At the peak of the Gilded Age, among industrialists who made Pittsburgh home to some of the richest men in the world, George Schmous, a German-immigrant iron worker, lived in poverty with his wife, Catherine, and their four children on Oak Alley, on the steep slopes of the South Side just above the Knoxville Incline.
There, in the middle of the night of July 26, 1893, in “one of the most dastardly crimes ever recorded” in the area, Schmous killed his wife and two daughters, Mary and Maggie, beating them with a hatchet and a lamp while they slept, then attempting to set the house on fire to conceal the crime. The beatings were especially vicious. Neighbors intervened before the fire could spread.
Newspaper coverage of the killing was strikingly sexist in its discussion of the circumstances leading to the crime. While characterizing the Schmous’s as poor, unhappy, and struggling, Catherine was described as “a peculiar woman,” unclean, having a violent temper, and a “reputation as a fighter.” George, on the other hand, was “peaceable, honest, and industrious,” though “a German of a very low grade of intelligence” (Pittsburgh Press, July 26, 1893).
Schmous was immediately arrested. He confessed to firemen and police on the scene, but denied his guilt at trial. Though the motive for the crime was not clearly established, speculation focused on an insurance policy on the lives of the children. Schmous was also heard to say that he was driven mad by Catherine.
After a brief trial, Schmous was found guilty on September 23, 1893. “The defense was lame,” the Daily Post noted.
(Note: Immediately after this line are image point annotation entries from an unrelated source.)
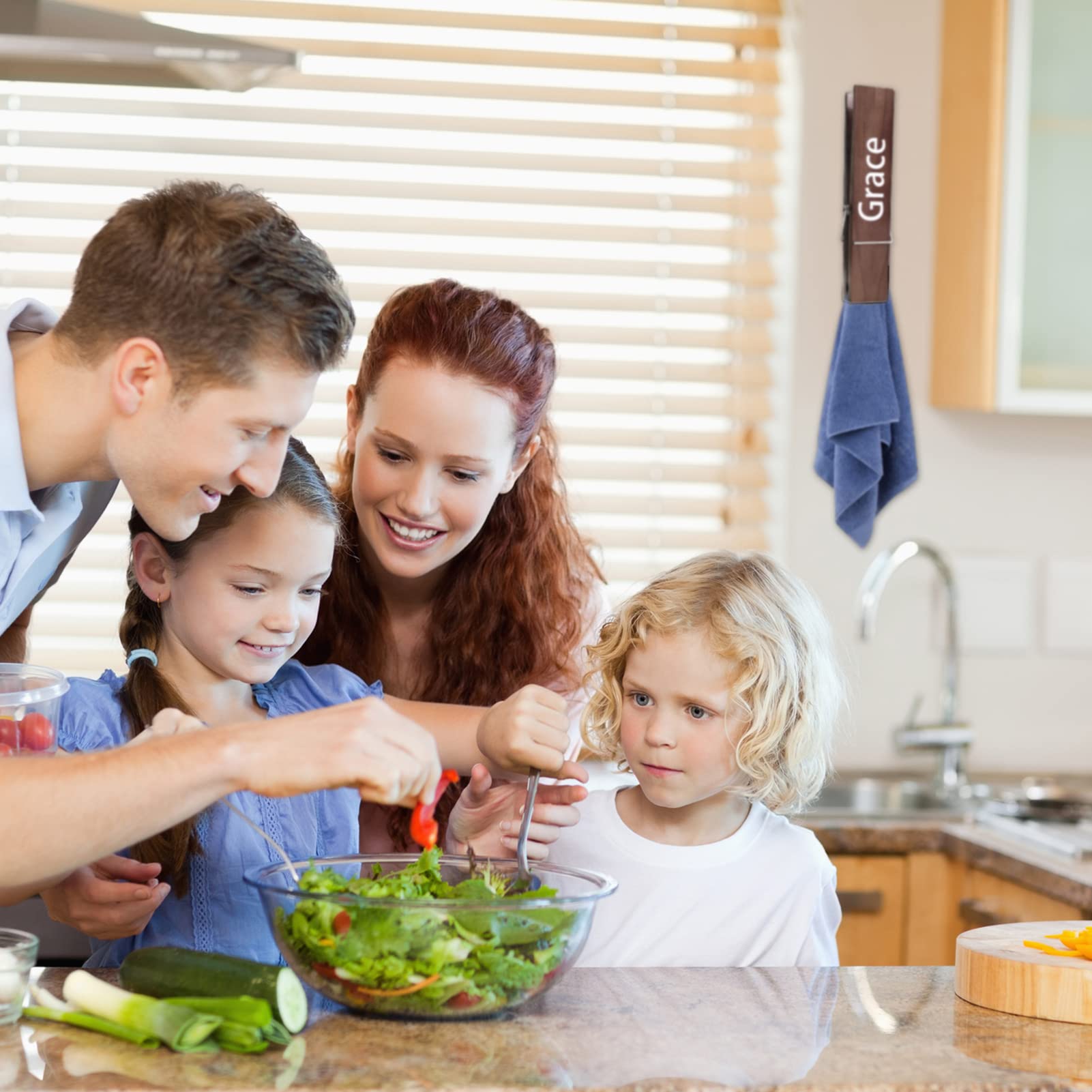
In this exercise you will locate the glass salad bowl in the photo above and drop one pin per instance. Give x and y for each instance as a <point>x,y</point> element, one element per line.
<point>428,937</point>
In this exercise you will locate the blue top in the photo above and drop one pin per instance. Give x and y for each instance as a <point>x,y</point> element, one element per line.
<point>38,531</point>
<point>221,913</point>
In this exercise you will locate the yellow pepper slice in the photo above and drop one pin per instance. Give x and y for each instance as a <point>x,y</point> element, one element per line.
<point>1050,950</point>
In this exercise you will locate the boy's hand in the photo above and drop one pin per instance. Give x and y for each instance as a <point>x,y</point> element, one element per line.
<point>108,899</point>
<point>529,731</point>
<point>487,816</point>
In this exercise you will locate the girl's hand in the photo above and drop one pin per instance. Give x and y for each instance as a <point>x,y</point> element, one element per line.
<point>109,899</point>
<point>487,816</point>
<point>529,731</point>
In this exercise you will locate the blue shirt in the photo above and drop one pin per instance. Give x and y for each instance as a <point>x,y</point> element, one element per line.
<point>38,531</point>
<point>221,913</point>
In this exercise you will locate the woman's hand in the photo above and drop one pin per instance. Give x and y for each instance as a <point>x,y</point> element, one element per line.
<point>529,731</point>
<point>364,744</point>
<point>487,816</point>
<point>109,899</point>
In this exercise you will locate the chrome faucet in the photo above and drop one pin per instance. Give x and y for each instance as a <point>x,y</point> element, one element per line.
<point>949,737</point>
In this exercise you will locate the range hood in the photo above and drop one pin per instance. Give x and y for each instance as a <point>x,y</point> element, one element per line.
<point>47,40</point>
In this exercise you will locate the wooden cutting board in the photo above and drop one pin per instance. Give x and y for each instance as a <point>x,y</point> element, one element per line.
<point>995,970</point>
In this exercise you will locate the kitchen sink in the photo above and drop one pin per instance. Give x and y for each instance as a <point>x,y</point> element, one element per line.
<point>883,797</point>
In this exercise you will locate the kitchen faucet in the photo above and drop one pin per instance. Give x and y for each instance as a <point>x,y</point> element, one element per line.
<point>949,737</point>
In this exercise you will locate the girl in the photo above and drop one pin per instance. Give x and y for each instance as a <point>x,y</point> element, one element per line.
<point>467,578</point>
<point>210,626</point>
<point>717,687</point>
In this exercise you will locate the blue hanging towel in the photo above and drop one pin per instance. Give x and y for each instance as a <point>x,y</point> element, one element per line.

His claims of insanity and imbecility were unsuccessful in gaining a new trial or a pardon, though the evidence of his mental instability was certainly present.
George Schmous was hanged on September 20, 1894. In its lengthy execution day story, the Pittsburgh Press was especially sympathetic toward Schmous, even entertaining the argument that he was innocent and that a neighbor who had a grievance with Catherine had killed her.
An autopsy showed that Schmous was “perfectly sane and a perfectly fit subject to suffer the law’s greatest penalty.”